TAKEOVER HADR command
The TAKEOVER HADR command instructs an HADR standby database to take over as the new HADR primary database for the HADR pair. This command is a cluster-wide command in a Db2® pureScale® environment, so you can issue it on any member on the standby, including nonreplayre members.
To run the command, one of the following authorities is needed:
Instance. The command establishes a database connection if one does not exist and closes the database connection when the command completes.
- DATABASE database-alias
- Identifies the current HADR standby database that is configured to take over as the HADR primary database.
- USER user-name
- Identifies the user name under which the takeover operation is
to be started.
- USING password
- The password used to authenticate user-name.
- BY FORCE
- Specifies that the database is not to wait for confirmation that the original HADR primary
database is shut down. Unless you are using SUPERASYNC synchronization
mode, this option is needed if the HADR pair is not in peer state.
- PEER WINDOW ONLY
- When this option is specified, no committed transaction loss occurs if the command succeeds and
the primary database is brought down before the end of the peer window period. You set the peer
window period by assigning a positive integer value to the hadr_peer_window
database configuration parameter. Not bringing down the primary database before the peer window
expires results in a split brain. If the TAKEOVER BY FORCE PEER WINDOW
ONLY command is run when the HADR pair is not in a peer state, or is in a disconnected
peer state, an error is returned.
You cannot use the PEER WINDOW ONLY option when the synchronization mode is set to ASYNC or SUPERASYNC.
- This form of takeover is also called graceful takeover or non-forced takeover.
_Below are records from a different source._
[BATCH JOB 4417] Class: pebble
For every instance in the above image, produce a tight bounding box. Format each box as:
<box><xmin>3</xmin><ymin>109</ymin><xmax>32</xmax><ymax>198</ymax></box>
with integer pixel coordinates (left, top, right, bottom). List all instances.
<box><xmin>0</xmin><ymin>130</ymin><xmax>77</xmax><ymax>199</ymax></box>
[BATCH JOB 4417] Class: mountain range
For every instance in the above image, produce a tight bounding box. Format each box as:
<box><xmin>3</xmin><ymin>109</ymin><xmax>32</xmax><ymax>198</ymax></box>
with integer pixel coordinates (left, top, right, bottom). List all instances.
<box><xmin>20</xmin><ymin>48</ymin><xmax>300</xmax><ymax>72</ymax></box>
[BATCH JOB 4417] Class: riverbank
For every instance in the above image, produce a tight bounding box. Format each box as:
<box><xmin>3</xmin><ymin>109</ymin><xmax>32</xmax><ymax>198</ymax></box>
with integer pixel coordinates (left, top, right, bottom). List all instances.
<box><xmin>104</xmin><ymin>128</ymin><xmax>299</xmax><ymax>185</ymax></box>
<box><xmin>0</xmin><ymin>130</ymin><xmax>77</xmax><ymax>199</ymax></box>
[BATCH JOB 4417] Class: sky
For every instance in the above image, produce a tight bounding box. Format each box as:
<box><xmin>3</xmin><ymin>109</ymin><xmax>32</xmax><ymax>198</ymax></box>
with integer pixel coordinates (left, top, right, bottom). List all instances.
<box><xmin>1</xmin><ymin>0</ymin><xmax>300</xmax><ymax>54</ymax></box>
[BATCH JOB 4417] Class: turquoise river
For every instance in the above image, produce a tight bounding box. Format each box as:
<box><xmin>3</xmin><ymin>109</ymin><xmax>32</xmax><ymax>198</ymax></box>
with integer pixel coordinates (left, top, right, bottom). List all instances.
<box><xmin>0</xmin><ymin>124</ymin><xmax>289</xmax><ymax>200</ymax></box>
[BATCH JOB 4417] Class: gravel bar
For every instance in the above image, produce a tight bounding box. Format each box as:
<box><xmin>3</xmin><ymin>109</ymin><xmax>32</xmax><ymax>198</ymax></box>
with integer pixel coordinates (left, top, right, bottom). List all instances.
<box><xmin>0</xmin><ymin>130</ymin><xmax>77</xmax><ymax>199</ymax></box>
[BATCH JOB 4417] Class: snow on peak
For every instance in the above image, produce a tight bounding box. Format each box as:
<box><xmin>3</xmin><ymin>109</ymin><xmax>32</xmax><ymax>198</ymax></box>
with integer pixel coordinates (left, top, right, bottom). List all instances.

It is used for a
planned-outage scenario, such as completing hardware or software maintenance in a rolling fashion,
one host at a time. The non-forced takeover can be used only when standby is in a PEER state, or in
a REMOTE_CATCHUP state under the following conditions:
- The HADR synchronization mode is SUPERASYNC.
- In a Db2 pureScale environment, a stream is in assisted remote catchup, regardless of the synchronization mode.
- The use of non-forced takeover never leads to data loss.
- The successful completion of a non-forced takeover changes the role of the original primary database to standby, and the role of the original standby database to primary. The original standby database is the database to which the TAKEOVER command was issued.
- Failure of the original primary or standby host, the Db2 instance, or the network, can prevent
the successful completion of a TAKEOVER operation without the BY
FORCE option. The time when an error occurs has a direct impact on the
TAKEOVER operation's stage of completion:
- The roles of the original primary and standby databases are not changed. In this case, it is as if the TAKEOVER command was never issued.
- The role of the original primary database is changed to standby, but the role of the original
standby database (to which the TAKEOVER command was issued) is not yet changed.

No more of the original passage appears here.